What is Hashing?
Keys and Values
A hash table stores data as key-value pairs. The key identifies what you're looking for. The value is the data you want.
- Customer lookup: Key = customer ID, Value = customer name
- Word count: Key = word, Value = count
- Phone book: Key = name, Value = phone number
You search by key. The hash table returns the value instantly.
The Hash Function
A hash function transforms a key into a number. This number tells you where to find the value in an array.
The hash function takes any key—a number, string, or object—and returns an integer. This integer becomes an array index.
Example: Hash function receives "Alice" and returns 42. The hash table stores Alice's data at array index 42.
Hash Code to Index
Hash codes are large numbers. Arrays have limited size. The modulo operation (%) converts any hash code to a valid array index.
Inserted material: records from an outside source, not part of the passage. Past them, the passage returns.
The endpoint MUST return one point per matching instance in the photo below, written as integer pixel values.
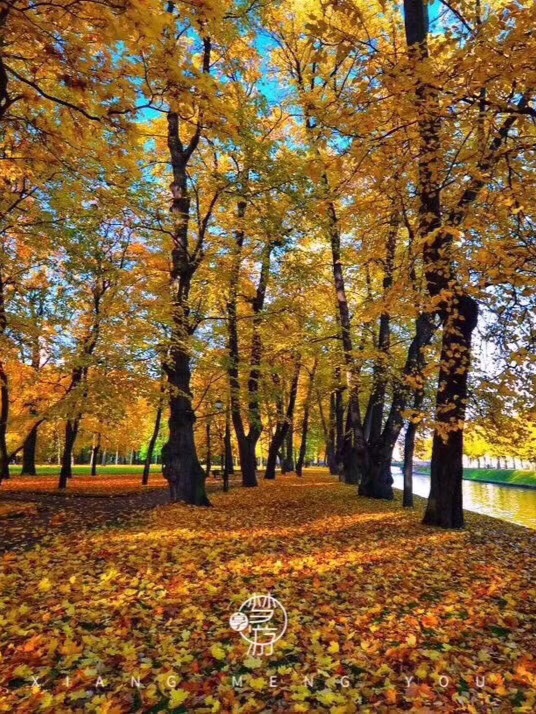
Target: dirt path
(68, 514)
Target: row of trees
(278, 206)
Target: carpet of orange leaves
(384, 615)
(82, 485)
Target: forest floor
(384, 614)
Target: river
(510, 503)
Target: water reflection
(517, 505)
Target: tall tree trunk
(283, 425)
(4, 390)
(181, 465)
(95, 451)
(227, 445)
(407, 466)
(458, 310)
(4, 415)
(247, 440)
(445, 503)
(208, 439)
(287, 462)
(29, 451)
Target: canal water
(510, 503)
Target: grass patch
(96, 486)
(511, 477)
(17, 510)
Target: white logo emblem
(261, 621)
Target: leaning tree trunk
(305, 422)
(152, 444)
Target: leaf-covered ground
(384, 614)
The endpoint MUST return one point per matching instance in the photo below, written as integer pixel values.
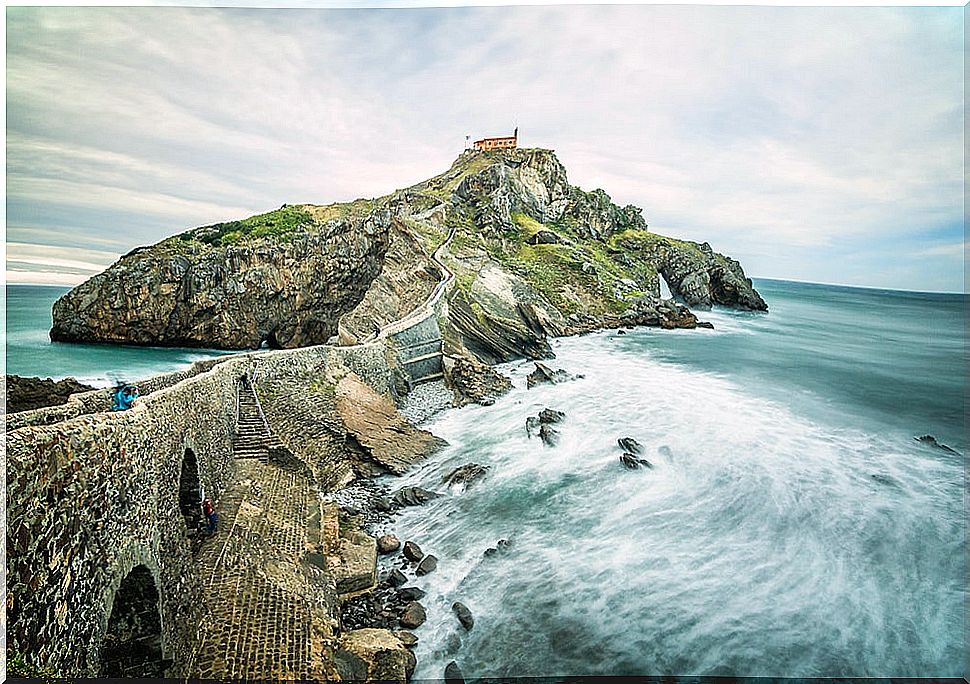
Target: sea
(31, 353)
(789, 524)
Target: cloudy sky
(821, 144)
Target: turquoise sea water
(791, 525)
(31, 353)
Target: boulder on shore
(464, 614)
(413, 615)
(631, 445)
(412, 552)
(544, 374)
(27, 394)
(453, 674)
(413, 496)
(373, 654)
(465, 475)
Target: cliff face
(282, 278)
(533, 256)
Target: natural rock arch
(132, 645)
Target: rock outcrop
(26, 394)
(531, 255)
(282, 278)
(377, 427)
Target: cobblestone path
(263, 604)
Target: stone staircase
(252, 434)
(419, 350)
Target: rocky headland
(533, 257)
(530, 257)
(26, 394)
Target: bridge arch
(132, 642)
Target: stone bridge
(105, 576)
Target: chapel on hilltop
(507, 143)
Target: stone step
(429, 378)
(426, 357)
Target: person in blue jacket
(125, 397)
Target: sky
(821, 144)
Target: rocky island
(362, 306)
(533, 256)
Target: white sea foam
(760, 543)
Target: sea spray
(782, 531)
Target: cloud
(763, 130)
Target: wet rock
(409, 639)
(930, 440)
(532, 426)
(501, 547)
(380, 429)
(413, 496)
(465, 475)
(548, 435)
(472, 381)
(411, 594)
(633, 462)
(412, 552)
(388, 543)
(453, 674)
(427, 565)
(464, 614)
(395, 578)
(373, 654)
(355, 568)
(547, 416)
(545, 374)
(631, 445)
(413, 615)
(27, 394)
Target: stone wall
(93, 494)
(91, 498)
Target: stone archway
(132, 645)
(189, 491)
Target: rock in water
(409, 639)
(633, 462)
(547, 416)
(27, 394)
(466, 475)
(548, 435)
(413, 615)
(532, 426)
(464, 615)
(630, 444)
(411, 594)
(545, 374)
(413, 496)
(412, 552)
(453, 674)
(472, 381)
(388, 543)
(427, 565)
(930, 440)
(395, 578)
(283, 278)
(373, 655)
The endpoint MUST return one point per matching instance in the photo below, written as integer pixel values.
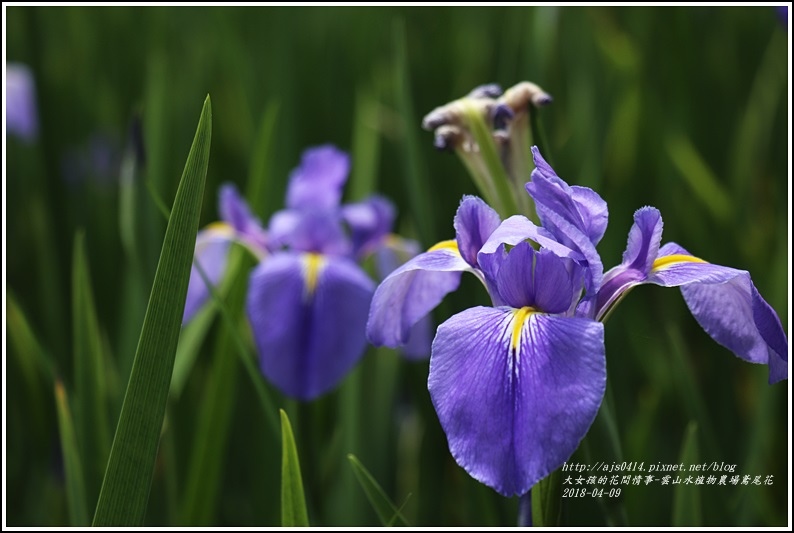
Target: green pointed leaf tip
(128, 478)
(293, 503)
(388, 513)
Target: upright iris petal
(576, 216)
(515, 387)
(308, 314)
(723, 300)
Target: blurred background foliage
(682, 108)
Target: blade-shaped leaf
(388, 513)
(686, 497)
(125, 490)
(293, 503)
(73, 470)
(91, 419)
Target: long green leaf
(73, 470)
(91, 418)
(293, 503)
(686, 496)
(414, 168)
(125, 490)
(215, 411)
(388, 513)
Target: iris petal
(474, 223)
(308, 315)
(317, 182)
(644, 239)
(369, 222)
(513, 416)
(411, 292)
(518, 228)
(580, 207)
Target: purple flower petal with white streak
(723, 300)
(580, 207)
(515, 400)
(474, 223)
(317, 182)
(309, 231)
(308, 315)
(369, 222)
(212, 249)
(394, 252)
(535, 279)
(410, 293)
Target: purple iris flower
(502, 377)
(723, 300)
(308, 298)
(21, 115)
(517, 385)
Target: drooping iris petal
(723, 300)
(474, 223)
(645, 236)
(308, 315)
(317, 182)
(515, 399)
(411, 292)
(771, 330)
(212, 250)
(369, 222)
(21, 115)
(235, 212)
(394, 252)
(727, 305)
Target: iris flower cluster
(517, 385)
(308, 298)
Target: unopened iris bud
(448, 137)
(501, 114)
(489, 90)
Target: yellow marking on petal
(312, 264)
(667, 260)
(445, 245)
(520, 316)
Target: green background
(684, 109)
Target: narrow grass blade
(701, 179)
(686, 496)
(91, 417)
(125, 490)
(388, 513)
(366, 147)
(75, 486)
(259, 192)
(546, 500)
(293, 503)
(215, 412)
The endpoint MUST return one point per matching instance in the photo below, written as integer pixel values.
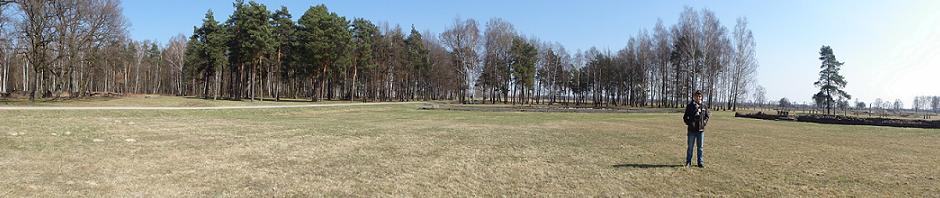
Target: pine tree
(325, 37)
(830, 81)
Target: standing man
(696, 116)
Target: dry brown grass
(399, 150)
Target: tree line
(260, 53)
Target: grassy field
(400, 150)
(152, 101)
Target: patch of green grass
(154, 101)
(400, 150)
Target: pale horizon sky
(890, 48)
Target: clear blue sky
(890, 48)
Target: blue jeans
(695, 138)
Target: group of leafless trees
(78, 47)
(51, 48)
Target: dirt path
(206, 108)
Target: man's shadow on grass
(647, 165)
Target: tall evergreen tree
(283, 31)
(364, 35)
(830, 82)
(325, 36)
(209, 44)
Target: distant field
(400, 150)
(154, 101)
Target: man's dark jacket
(696, 117)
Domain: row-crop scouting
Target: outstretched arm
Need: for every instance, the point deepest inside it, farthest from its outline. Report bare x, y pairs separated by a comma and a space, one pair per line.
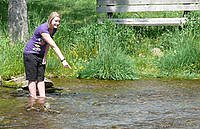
51, 42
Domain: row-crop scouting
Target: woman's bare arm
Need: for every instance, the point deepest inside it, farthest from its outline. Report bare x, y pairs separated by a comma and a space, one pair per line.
51, 42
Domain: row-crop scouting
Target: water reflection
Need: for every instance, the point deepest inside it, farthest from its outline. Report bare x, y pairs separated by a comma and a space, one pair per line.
94, 104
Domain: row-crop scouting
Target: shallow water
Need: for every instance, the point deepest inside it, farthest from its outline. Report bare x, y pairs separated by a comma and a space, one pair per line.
101, 104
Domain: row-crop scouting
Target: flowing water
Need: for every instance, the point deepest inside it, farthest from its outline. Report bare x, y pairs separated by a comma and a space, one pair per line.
101, 104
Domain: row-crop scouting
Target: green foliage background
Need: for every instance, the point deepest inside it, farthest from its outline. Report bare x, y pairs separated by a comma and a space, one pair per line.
106, 51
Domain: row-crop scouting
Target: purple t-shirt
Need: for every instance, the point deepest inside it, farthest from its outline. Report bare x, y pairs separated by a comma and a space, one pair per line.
36, 44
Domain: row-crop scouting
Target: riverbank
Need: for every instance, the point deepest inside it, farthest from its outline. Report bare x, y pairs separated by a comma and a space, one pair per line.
106, 104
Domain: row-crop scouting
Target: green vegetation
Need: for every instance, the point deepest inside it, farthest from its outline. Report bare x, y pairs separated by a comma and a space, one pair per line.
107, 51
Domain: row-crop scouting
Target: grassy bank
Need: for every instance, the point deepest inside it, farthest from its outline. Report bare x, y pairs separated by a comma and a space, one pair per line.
107, 51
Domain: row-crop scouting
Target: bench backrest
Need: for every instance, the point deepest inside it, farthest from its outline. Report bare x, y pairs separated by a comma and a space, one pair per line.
112, 6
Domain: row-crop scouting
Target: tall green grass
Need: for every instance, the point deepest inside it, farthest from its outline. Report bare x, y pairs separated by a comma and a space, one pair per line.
107, 51
182, 58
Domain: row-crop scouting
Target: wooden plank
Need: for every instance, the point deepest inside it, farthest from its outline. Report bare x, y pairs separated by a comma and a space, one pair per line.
148, 8
136, 2
149, 21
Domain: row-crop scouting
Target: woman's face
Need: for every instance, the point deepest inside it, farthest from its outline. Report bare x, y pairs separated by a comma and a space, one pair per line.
55, 22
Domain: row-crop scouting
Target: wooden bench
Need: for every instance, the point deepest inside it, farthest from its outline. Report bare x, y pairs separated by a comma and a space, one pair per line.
110, 7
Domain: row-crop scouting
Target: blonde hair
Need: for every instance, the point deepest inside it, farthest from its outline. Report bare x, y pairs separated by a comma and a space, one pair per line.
52, 16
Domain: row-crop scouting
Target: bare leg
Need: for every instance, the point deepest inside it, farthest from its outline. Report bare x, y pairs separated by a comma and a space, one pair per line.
32, 89
41, 89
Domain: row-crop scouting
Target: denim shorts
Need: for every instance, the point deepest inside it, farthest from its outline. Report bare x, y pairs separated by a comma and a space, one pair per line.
34, 69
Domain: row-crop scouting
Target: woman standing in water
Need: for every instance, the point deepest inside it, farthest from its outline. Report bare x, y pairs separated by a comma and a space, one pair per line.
35, 53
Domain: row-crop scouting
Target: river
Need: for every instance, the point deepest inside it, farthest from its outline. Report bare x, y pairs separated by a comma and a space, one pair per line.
105, 104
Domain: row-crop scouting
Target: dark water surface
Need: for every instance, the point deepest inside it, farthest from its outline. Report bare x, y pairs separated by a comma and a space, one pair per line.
98, 104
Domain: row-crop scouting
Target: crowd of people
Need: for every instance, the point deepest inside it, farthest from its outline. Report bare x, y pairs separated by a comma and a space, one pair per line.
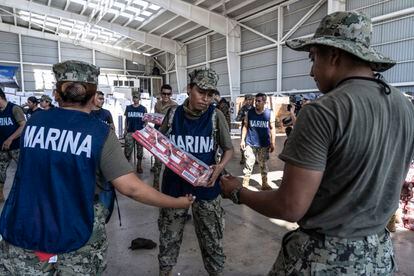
341, 182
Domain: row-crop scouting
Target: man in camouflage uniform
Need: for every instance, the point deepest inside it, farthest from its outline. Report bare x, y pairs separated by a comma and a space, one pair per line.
12, 121
46, 102
71, 212
246, 106
343, 172
133, 122
194, 121
162, 106
258, 139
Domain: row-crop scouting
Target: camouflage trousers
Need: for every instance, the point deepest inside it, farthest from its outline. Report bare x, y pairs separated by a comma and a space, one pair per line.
304, 254
129, 147
87, 260
157, 174
209, 227
250, 154
6, 156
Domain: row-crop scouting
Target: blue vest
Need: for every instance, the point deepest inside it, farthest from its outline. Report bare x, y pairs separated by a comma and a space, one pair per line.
8, 125
258, 132
50, 205
103, 115
30, 112
134, 117
195, 137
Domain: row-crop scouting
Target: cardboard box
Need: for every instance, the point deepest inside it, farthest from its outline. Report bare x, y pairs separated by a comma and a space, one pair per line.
182, 163
155, 118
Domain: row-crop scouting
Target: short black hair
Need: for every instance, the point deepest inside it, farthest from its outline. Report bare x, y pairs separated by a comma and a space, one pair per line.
33, 99
2, 95
166, 86
263, 95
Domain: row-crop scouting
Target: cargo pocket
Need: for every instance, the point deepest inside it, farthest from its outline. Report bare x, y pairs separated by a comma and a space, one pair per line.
294, 252
220, 223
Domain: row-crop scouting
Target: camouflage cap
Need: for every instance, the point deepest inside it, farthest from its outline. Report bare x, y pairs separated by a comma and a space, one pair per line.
136, 94
204, 78
349, 31
73, 70
46, 98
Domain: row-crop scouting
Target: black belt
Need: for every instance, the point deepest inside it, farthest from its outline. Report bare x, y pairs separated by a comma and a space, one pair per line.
320, 236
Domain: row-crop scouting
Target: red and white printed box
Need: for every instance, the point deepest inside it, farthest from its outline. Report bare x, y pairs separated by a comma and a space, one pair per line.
155, 118
193, 170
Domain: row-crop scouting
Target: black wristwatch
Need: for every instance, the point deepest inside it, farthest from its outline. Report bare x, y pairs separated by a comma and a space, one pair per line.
235, 195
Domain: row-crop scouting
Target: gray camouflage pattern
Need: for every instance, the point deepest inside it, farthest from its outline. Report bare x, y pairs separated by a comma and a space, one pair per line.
129, 147
46, 98
157, 173
250, 154
73, 70
350, 31
204, 78
6, 156
302, 254
208, 218
88, 260
136, 94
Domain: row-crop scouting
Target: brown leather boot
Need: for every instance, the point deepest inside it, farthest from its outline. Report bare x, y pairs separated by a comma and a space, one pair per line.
139, 168
246, 181
265, 186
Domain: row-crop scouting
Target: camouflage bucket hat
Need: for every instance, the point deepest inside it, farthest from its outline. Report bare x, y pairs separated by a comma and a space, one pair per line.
204, 78
136, 95
73, 70
348, 31
46, 98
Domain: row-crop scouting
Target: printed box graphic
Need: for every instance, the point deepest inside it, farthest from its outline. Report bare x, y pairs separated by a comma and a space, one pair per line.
182, 163
155, 118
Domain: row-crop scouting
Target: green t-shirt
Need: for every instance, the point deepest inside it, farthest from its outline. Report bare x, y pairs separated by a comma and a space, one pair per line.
363, 141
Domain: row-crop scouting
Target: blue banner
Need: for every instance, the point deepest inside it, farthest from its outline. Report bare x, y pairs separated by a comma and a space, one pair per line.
8, 76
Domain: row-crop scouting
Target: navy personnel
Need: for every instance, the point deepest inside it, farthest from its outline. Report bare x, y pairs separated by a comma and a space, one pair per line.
52, 222
258, 139
198, 128
346, 159
12, 121
134, 114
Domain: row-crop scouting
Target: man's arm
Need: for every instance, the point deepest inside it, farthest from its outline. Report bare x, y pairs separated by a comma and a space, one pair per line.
244, 132
224, 141
290, 202
111, 121
21, 120
272, 132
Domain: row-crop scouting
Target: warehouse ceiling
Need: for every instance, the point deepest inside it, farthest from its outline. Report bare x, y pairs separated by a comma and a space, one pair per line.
135, 26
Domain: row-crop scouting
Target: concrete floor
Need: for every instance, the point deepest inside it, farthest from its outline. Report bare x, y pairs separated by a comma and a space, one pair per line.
251, 241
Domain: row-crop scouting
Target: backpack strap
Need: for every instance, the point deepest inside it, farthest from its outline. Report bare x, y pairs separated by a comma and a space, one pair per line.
214, 133
170, 117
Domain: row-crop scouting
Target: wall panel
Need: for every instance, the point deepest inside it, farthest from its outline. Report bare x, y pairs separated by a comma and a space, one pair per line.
9, 46
217, 46
196, 52
107, 61
39, 50
223, 83
74, 52
258, 72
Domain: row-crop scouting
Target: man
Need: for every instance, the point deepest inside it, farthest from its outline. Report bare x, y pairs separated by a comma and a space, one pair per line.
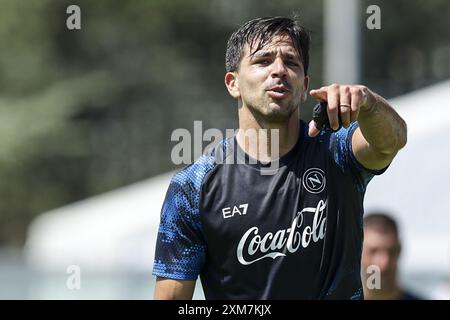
382, 249
294, 234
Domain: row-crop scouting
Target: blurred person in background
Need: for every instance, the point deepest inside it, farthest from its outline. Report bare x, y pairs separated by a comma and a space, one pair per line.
382, 248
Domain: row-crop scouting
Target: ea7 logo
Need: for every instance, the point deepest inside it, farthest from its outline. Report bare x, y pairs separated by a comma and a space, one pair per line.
241, 210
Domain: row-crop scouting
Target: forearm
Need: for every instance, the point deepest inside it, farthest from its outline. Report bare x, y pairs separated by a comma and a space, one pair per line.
169, 289
382, 127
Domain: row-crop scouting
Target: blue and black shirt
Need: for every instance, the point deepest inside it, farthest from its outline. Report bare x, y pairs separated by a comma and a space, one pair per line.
293, 234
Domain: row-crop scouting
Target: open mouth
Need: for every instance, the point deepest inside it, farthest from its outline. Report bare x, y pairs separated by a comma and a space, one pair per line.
278, 92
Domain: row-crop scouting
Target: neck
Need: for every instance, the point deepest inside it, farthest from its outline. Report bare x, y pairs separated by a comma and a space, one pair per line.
263, 144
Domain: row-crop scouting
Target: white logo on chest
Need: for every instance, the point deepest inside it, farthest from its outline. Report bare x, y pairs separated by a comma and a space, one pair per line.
241, 210
285, 240
314, 180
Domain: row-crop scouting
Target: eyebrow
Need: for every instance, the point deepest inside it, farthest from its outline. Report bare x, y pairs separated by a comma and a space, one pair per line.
264, 54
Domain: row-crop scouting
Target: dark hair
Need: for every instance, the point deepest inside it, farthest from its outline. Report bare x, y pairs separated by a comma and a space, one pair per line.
381, 222
261, 30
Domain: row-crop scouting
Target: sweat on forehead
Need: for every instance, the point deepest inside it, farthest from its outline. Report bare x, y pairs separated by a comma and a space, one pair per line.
259, 44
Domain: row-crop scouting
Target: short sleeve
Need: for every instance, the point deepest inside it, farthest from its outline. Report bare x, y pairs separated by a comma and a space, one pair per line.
342, 152
180, 248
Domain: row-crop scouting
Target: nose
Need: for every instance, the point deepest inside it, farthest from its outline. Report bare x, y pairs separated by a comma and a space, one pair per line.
278, 68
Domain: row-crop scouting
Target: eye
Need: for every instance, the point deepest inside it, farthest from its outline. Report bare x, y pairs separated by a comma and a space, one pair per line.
292, 63
263, 62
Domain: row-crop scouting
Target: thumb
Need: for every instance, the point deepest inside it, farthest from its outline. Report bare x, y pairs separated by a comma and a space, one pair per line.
319, 94
313, 131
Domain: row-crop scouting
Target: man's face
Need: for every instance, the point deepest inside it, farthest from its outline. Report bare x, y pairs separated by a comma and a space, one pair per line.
381, 249
272, 81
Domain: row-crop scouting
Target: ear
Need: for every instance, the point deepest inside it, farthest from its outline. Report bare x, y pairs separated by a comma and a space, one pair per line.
232, 84
305, 88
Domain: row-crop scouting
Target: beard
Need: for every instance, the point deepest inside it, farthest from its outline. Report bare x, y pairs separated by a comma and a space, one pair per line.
273, 111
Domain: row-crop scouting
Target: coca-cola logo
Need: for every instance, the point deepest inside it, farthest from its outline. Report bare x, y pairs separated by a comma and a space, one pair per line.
256, 247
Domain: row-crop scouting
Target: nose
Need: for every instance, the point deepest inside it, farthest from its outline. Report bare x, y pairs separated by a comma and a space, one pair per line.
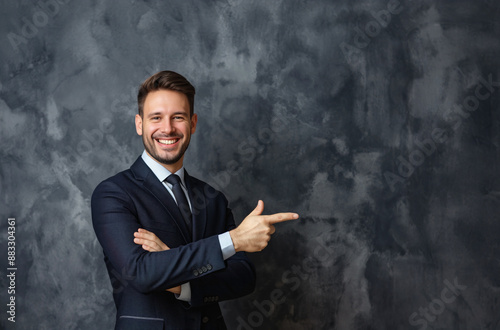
167, 127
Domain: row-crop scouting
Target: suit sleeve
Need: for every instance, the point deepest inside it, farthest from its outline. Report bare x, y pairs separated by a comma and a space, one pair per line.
115, 220
235, 280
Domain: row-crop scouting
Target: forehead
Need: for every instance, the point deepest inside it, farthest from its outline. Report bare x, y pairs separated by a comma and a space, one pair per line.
166, 100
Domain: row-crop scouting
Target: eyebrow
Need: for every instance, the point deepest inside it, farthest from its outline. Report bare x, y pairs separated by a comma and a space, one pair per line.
159, 113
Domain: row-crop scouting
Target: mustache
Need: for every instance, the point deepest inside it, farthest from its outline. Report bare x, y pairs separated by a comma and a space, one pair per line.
163, 136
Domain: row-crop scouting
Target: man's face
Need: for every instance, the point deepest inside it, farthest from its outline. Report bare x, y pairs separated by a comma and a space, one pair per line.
166, 127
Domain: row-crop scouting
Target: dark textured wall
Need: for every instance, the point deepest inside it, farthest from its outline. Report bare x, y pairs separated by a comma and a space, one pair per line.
377, 121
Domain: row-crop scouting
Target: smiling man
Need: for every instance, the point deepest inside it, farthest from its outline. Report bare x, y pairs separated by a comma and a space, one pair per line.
170, 243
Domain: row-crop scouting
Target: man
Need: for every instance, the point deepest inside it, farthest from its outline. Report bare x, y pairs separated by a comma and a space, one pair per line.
170, 243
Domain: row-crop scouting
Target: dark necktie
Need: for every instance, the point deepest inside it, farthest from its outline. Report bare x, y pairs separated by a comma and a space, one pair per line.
180, 197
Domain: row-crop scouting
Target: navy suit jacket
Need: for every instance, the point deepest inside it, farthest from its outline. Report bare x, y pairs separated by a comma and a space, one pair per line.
134, 199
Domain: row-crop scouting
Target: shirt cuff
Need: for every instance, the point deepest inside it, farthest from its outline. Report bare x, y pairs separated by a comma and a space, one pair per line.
226, 245
185, 292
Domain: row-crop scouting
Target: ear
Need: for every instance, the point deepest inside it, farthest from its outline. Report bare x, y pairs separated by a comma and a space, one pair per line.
138, 124
194, 121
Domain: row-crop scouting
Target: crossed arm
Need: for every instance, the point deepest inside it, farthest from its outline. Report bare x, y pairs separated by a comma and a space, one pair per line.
252, 235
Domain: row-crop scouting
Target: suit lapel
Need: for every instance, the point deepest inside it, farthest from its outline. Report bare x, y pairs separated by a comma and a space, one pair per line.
198, 206
155, 187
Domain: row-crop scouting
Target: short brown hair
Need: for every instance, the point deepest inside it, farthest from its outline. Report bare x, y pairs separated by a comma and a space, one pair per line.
166, 80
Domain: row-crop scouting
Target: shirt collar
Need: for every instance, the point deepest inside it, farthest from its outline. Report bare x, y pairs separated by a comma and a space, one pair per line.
159, 171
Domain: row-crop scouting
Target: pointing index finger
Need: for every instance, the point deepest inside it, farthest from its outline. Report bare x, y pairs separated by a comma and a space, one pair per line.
281, 217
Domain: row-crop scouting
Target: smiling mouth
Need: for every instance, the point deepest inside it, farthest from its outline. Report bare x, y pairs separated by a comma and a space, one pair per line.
167, 142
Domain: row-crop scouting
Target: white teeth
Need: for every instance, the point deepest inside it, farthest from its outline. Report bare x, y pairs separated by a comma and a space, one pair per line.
167, 141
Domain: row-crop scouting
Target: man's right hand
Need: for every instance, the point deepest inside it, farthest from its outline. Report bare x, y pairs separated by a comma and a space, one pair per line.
254, 232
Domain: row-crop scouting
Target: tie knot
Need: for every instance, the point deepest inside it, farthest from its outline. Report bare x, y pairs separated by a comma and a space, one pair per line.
173, 179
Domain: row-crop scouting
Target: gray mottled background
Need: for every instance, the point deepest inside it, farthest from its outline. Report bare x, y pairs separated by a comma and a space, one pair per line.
379, 127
index = hash_code % array_capacity
If the array has 10 slots, % 10 gives indices 0 through 9. Hash code 5,789,604,752 becomes index 2.
1# Python's built-in hash function
2key = "Alice"
3hash_code = hash(key)
4print(hash_code) # Large number like 5789604752029982571
5
6# Use hash code to find array index
7capacity = 10
8index = hash_code % capacity # Index between 0-9
Python provides hash() for built-in types. The % operator converts large numbers to array indices.
Direct Access via Hash
Now you can jump directly to data:
- Hash the key to get a number
- Convert the number to an array index with
% - Look up the value at that index
Searching for "Alice"? Hash "Alice" to get index 2. Check array[2]. Done in O(1) time.
The Magic of O(1) Lookup
No matter how many items you store, lookups take constant time:
- 10 items: 1 step (hash + array access)
- 10,000 items: 1 step
- 10,000,000 items: 1 step
Compare this to linear search that takes 5,000,000 steps on average for 10,000,000 items.
Collisions
One problem: different keys can produce the same index. Such as "Alice" and "Bob" both hash to index 2. This is a collision.
Hash tables handle collisions. We'll cover collision handling in a later article. For now, know that hash tables still achieve O(1) average performance despite collisions.